Sqreen (YC W18): Securing Web Apps by Auditing Model Artifacts, Not Just Code

Sqreen positions itself as a defense layer for modern web applications, specifically addressing the security challenges introduced by AI-driven development and complex dependency ecosystems. As we shift from static threat modeling to dynamic agent reasoning, the perimeter of what constitutes a "vulnerability" has expanded beyond traditional SQL injection or XSS vectors. It now encompasses model integrity, artifact provenance, and the behavioral patterns of agentic workflows.

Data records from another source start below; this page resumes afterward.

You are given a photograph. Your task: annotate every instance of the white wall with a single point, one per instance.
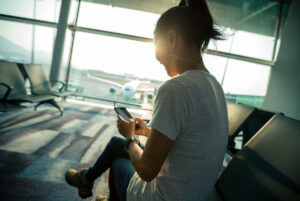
(283, 93)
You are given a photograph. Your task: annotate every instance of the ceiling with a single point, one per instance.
(257, 16)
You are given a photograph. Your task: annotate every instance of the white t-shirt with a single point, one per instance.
(190, 109)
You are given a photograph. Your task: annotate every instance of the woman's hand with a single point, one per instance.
(143, 129)
(126, 128)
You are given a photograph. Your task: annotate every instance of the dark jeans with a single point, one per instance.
(117, 159)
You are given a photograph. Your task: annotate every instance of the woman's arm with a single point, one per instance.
(149, 161)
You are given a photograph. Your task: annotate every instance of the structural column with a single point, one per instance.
(60, 40)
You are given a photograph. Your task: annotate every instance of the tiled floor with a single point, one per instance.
(36, 148)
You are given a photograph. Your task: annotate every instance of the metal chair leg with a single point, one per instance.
(54, 103)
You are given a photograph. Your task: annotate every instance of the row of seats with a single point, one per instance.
(267, 168)
(244, 122)
(13, 89)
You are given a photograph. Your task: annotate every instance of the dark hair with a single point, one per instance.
(193, 21)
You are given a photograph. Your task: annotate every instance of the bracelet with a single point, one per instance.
(128, 142)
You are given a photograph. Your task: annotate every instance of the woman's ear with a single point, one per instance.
(172, 36)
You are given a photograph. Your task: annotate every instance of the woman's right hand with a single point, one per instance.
(143, 129)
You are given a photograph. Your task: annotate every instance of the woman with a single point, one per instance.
(187, 140)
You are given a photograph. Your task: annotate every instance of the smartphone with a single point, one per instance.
(122, 111)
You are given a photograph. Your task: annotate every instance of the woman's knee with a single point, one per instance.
(116, 141)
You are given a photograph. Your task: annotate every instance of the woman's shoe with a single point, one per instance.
(101, 198)
(75, 178)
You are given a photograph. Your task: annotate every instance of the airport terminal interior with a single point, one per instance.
(65, 65)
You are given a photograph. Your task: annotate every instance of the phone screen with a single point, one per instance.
(123, 113)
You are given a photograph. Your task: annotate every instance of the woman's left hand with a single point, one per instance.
(126, 128)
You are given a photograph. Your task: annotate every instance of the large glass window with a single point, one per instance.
(115, 69)
(47, 10)
(26, 43)
(116, 19)
(250, 26)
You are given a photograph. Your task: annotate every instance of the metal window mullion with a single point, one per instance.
(28, 21)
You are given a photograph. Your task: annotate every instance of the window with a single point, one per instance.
(26, 43)
(47, 10)
(115, 69)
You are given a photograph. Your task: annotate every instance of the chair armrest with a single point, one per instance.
(9, 88)
(58, 81)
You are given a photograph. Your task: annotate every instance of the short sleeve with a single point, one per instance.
(170, 112)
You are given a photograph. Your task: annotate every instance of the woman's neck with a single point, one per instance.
(185, 64)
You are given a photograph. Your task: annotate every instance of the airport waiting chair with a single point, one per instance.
(15, 91)
(238, 116)
(7, 107)
(40, 83)
(267, 167)
(258, 120)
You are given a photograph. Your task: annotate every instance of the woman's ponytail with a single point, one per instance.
(193, 20)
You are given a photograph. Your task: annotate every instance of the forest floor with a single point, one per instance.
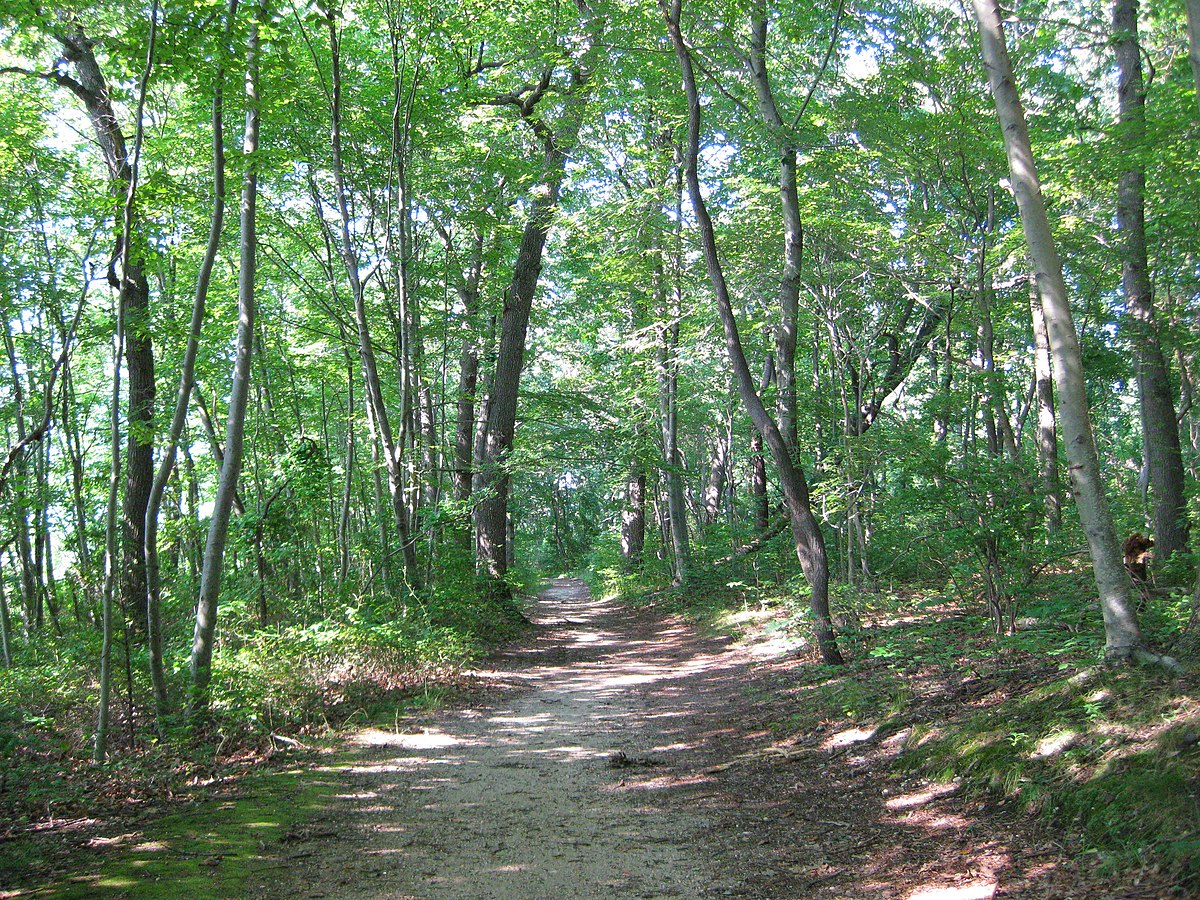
(615, 753)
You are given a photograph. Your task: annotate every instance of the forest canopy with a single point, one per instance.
(331, 327)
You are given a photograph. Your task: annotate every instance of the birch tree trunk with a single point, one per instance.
(186, 379)
(805, 532)
(1156, 402)
(1047, 430)
(1121, 631)
(239, 393)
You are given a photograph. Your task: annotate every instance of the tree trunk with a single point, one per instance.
(1047, 431)
(186, 379)
(805, 532)
(491, 514)
(393, 453)
(135, 298)
(759, 485)
(239, 393)
(633, 522)
(793, 231)
(1122, 634)
(1193, 7)
(1159, 427)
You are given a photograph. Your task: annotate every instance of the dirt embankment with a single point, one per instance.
(621, 755)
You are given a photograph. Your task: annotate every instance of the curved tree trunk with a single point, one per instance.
(186, 379)
(91, 88)
(491, 514)
(239, 393)
(1156, 402)
(1122, 634)
(805, 532)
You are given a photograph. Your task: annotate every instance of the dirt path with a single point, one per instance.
(624, 756)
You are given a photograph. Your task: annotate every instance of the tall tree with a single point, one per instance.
(805, 532)
(557, 138)
(1121, 630)
(239, 391)
(1159, 427)
(91, 88)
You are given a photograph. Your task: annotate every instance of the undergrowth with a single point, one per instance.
(274, 689)
(1031, 719)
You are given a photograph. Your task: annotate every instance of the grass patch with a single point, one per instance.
(217, 847)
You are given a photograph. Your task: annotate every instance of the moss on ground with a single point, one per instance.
(219, 847)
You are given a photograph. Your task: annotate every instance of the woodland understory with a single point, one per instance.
(330, 329)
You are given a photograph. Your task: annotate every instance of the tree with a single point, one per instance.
(235, 427)
(1159, 427)
(1121, 631)
(805, 532)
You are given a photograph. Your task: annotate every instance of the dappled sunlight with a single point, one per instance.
(972, 891)
(409, 741)
(918, 798)
(849, 737)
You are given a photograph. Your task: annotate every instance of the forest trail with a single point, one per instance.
(623, 755)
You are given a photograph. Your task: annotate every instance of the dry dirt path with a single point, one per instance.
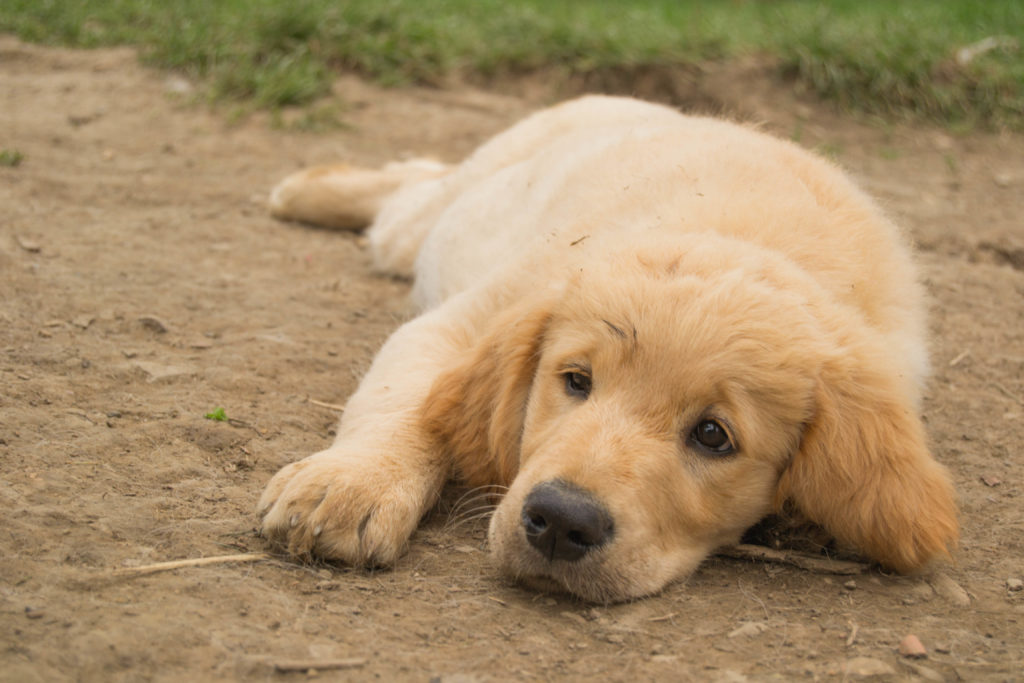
(142, 286)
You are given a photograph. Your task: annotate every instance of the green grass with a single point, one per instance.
(10, 158)
(894, 57)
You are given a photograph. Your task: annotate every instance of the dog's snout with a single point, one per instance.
(564, 522)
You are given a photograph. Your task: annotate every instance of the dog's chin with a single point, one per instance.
(597, 578)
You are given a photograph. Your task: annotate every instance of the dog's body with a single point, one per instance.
(653, 329)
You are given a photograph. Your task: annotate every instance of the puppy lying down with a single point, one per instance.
(648, 331)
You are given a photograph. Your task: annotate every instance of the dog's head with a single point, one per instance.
(659, 404)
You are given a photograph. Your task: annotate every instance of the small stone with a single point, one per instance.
(153, 323)
(29, 245)
(926, 673)
(865, 667)
(911, 647)
(950, 590)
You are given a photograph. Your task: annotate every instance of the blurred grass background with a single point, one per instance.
(955, 61)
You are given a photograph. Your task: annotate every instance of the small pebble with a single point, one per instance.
(911, 647)
(153, 323)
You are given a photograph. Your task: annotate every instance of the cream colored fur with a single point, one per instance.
(692, 269)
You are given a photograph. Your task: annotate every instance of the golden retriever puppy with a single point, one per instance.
(652, 329)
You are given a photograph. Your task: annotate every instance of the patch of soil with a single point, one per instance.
(144, 286)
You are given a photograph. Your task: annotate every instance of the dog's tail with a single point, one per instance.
(345, 197)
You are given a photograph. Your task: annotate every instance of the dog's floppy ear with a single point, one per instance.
(863, 471)
(475, 411)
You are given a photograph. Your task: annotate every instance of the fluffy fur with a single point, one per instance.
(599, 286)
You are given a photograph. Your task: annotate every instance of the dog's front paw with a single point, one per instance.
(338, 507)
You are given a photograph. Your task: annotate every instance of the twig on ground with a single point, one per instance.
(193, 562)
(960, 356)
(664, 617)
(333, 407)
(286, 666)
(802, 560)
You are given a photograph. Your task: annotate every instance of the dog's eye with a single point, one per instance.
(712, 437)
(578, 384)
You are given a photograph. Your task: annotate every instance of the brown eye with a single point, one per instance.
(711, 436)
(578, 384)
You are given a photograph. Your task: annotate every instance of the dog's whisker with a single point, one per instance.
(473, 496)
(464, 521)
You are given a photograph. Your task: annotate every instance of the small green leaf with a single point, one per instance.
(218, 415)
(10, 158)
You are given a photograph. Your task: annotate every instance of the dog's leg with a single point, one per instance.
(360, 500)
(345, 197)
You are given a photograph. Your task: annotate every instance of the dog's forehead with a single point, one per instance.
(726, 332)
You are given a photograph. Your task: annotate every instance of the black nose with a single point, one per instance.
(563, 521)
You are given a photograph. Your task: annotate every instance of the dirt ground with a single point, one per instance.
(143, 286)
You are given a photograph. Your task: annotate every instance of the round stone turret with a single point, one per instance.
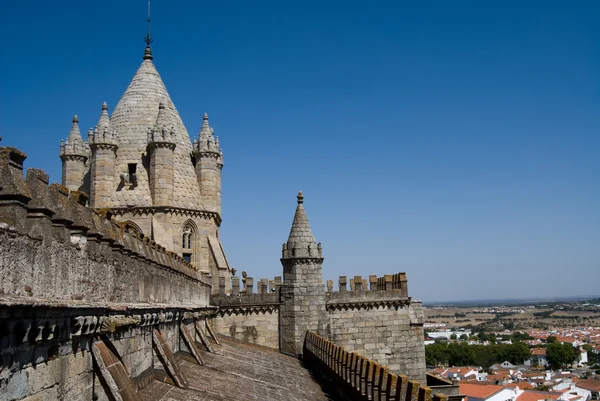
(103, 141)
(302, 260)
(161, 144)
(301, 243)
(74, 153)
(209, 163)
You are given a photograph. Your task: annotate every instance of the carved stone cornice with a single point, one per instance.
(367, 304)
(65, 157)
(207, 154)
(161, 145)
(104, 146)
(247, 310)
(177, 211)
(301, 261)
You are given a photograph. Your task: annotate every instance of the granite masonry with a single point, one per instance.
(375, 317)
(126, 294)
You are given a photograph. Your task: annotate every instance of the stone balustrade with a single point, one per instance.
(360, 378)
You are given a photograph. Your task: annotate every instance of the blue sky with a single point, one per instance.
(455, 141)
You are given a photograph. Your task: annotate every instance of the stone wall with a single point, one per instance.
(381, 324)
(76, 285)
(252, 318)
(356, 377)
(46, 349)
(53, 247)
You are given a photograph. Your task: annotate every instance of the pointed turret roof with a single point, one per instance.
(161, 118)
(103, 121)
(74, 134)
(135, 113)
(300, 234)
(205, 130)
(74, 145)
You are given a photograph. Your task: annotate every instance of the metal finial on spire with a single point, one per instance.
(148, 39)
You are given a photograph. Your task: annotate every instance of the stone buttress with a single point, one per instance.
(302, 291)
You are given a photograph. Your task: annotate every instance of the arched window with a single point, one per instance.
(187, 241)
(132, 227)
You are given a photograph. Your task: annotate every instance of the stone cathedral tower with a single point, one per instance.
(140, 164)
(302, 290)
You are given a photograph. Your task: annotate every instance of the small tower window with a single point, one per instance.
(187, 241)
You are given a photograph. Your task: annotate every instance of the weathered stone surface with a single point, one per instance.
(241, 372)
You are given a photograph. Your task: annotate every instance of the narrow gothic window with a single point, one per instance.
(186, 242)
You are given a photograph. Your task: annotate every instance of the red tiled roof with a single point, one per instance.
(590, 384)
(522, 385)
(528, 395)
(478, 391)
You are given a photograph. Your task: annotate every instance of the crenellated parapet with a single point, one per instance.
(52, 226)
(389, 290)
(387, 282)
(358, 377)
(246, 315)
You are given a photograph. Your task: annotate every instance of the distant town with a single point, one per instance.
(517, 352)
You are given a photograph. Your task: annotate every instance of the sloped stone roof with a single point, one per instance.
(240, 372)
(135, 113)
(300, 234)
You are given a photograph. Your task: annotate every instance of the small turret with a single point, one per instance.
(103, 142)
(161, 144)
(209, 163)
(302, 260)
(74, 153)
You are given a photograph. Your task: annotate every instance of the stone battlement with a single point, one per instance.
(359, 378)
(389, 282)
(57, 248)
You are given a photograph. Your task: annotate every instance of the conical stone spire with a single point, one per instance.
(301, 242)
(74, 144)
(161, 119)
(104, 122)
(75, 134)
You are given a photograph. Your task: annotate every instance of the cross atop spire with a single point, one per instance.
(148, 39)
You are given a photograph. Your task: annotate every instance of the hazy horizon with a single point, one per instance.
(457, 142)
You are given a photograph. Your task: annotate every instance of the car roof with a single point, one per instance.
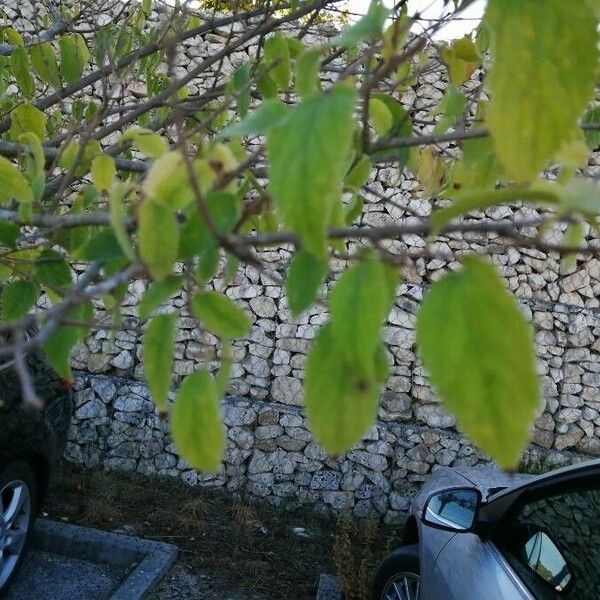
(589, 467)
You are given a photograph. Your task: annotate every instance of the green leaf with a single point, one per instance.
(158, 347)
(305, 276)
(401, 128)
(103, 246)
(277, 56)
(266, 84)
(308, 153)
(359, 303)
(146, 141)
(9, 233)
(545, 59)
(260, 121)
(20, 68)
(340, 404)
(117, 213)
(35, 147)
(369, 27)
(308, 66)
(17, 298)
(13, 185)
(158, 234)
(44, 62)
(478, 348)
(220, 314)
(27, 117)
(60, 344)
(158, 293)
(592, 136)
(52, 269)
(196, 425)
(380, 116)
(103, 172)
(74, 56)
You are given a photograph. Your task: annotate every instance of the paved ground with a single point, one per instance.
(46, 575)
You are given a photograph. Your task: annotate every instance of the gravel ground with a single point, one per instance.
(46, 575)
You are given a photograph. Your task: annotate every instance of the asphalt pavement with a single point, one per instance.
(45, 575)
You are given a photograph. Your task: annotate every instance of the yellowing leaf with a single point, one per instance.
(74, 56)
(167, 181)
(478, 348)
(430, 170)
(13, 185)
(307, 154)
(380, 116)
(220, 314)
(158, 234)
(196, 425)
(103, 172)
(461, 58)
(158, 346)
(545, 60)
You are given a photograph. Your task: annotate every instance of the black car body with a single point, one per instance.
(31, 442)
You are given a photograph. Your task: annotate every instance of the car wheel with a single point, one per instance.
(398, 577)
(18, 508)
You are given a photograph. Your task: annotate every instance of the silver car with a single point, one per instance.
(481, 534)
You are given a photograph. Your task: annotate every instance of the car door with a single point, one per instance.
(471, 568)
(551, 538)
(540, 540)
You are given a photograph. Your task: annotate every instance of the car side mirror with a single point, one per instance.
(544, 558)
(453, 509)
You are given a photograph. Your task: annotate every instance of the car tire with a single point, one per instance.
(19, 507)
(398, 576)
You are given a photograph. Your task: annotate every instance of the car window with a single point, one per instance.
(553, 543)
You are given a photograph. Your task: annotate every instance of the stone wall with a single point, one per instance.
(271, 453)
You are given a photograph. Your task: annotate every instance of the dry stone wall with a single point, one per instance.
(271, 453)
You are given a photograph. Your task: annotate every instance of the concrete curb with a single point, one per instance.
(146, 560)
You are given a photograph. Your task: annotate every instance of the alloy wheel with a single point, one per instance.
(402, 586)
(15, 517)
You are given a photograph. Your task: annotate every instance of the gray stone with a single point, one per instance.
(326, 480)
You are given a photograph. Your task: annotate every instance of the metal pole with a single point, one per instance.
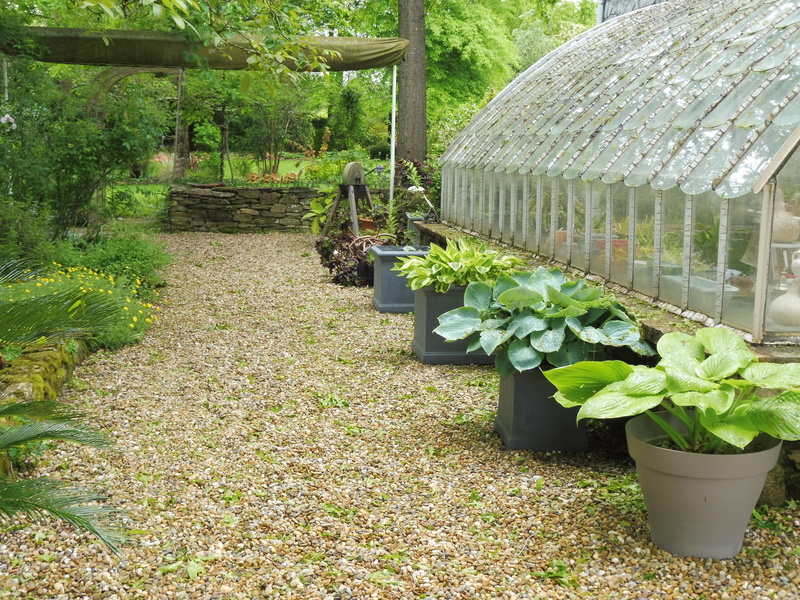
(392, 139)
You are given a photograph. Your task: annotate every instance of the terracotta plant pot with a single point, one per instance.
(697, 504)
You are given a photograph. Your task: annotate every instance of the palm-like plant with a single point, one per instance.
(54, 318)
(28, 422)
(64, 315)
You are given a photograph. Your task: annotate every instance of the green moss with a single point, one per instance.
(46, 371)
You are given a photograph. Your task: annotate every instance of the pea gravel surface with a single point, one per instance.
(276, 438)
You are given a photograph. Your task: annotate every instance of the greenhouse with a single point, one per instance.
(657, 151)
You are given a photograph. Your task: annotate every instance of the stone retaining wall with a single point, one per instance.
(234, 210)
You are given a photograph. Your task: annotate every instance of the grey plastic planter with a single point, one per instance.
(431, 348)
(391, 292)
(697, 504)
(529, 419)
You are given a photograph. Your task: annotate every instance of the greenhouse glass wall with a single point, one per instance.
(656, 151)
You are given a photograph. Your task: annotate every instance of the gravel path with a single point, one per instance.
(276, 438)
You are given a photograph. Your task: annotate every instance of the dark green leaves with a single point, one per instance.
(528, 318)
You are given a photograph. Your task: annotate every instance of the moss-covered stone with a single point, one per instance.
(38, 374)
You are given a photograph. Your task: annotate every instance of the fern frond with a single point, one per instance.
(19, 435)
(60, 316)
(41, 410)
(43, 497)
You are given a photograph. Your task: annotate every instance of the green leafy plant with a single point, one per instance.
(525, 319)
(711, 382)
(460, 263)
(24, 423)
(318, 214)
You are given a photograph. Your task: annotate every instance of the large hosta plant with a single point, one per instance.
(527, 319)
(712, 382)
(462, 261)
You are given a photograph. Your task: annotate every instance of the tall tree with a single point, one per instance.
(412, 104)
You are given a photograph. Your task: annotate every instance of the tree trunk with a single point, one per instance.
(412, 122)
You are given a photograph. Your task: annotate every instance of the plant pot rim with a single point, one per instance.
(679, 462)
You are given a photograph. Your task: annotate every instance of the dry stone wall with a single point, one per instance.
(235, 210)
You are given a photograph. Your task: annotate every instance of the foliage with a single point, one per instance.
(128, 255)
(318, 214)
(525, 319)
(269, 120)
(711, 382)
(549, 24)
(66, 147)
(52, 317)
(71, 302)
(460, 263)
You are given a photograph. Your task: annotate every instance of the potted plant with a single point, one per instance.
(390, 293)
(708, 420)
(531, 322)
(439, 279)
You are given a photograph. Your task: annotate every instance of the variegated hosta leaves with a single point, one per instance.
(459, 264)
(714, 374)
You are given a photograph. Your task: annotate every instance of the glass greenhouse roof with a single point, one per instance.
(690, 93)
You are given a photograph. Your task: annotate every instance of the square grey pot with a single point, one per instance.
(528, 418)
(391, 292)
(431, 348)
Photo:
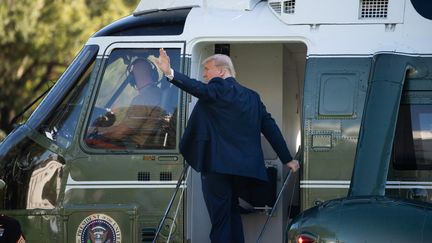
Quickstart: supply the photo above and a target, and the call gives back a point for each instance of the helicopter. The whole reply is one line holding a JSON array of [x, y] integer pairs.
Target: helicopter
[[349, 83]]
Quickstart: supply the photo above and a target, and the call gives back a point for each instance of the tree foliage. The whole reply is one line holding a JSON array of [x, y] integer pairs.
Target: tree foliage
[[39, 38]]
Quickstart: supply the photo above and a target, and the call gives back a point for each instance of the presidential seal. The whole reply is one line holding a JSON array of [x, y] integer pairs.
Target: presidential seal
[[98, 228]]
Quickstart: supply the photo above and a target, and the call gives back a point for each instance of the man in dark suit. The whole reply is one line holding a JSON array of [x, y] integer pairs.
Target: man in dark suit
[[223, 140]]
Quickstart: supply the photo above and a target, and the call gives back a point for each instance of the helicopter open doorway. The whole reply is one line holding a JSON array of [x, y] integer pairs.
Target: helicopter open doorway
[[276, 71]]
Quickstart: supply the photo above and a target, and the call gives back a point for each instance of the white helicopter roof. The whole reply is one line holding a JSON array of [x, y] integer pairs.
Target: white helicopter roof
[[151, 5]]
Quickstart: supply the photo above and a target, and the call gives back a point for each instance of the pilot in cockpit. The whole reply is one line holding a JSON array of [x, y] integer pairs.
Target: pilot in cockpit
[[141, 126]]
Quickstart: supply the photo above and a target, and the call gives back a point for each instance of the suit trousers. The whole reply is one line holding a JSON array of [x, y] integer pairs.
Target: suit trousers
[[221, 197]]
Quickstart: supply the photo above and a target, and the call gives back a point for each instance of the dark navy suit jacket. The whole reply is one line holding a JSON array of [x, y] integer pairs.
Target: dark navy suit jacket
[[223, 134]]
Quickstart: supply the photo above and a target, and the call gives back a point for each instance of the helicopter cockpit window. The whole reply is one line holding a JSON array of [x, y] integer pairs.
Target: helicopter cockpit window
[[412, 149], [136, 107], [61, 125]]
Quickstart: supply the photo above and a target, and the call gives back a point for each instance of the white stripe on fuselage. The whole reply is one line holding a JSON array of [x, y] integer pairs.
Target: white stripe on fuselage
[[343, 184]]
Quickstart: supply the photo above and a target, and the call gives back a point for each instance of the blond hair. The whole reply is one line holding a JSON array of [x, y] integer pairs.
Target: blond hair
[[222, 61]]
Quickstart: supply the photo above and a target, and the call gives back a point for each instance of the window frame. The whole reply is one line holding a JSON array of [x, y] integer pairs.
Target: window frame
[[181, 45], [409, 98]]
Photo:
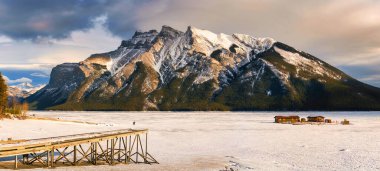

At CHKDSK Labs, we’ve seen this transition firsthand. The security landscape is no longer defined solely by network traffic logs or static code analysis. It is defined by the artifacts your application consumes and produces. This post focuses on a specific implementation detail often overlooked: securing the web app stack by rigorously auditing local LLM model artifacts before they ever interact with production systems.

The Shift from Static to Agentic Security Contexts

Modern web apps are increasingly powered by agentic workflows, shifting security concerns from simple input validation to complex behavior monitoring. This isn't just theoretical; it is observable in enterprise codebases where AI agents manage on-call rotations, review pull requests, and generate internal tooling. Recent discussions around tools like Ramp’s use of Codex for code review highlight how "reasoning capabilities" are now central to developer velocity and quality assurance.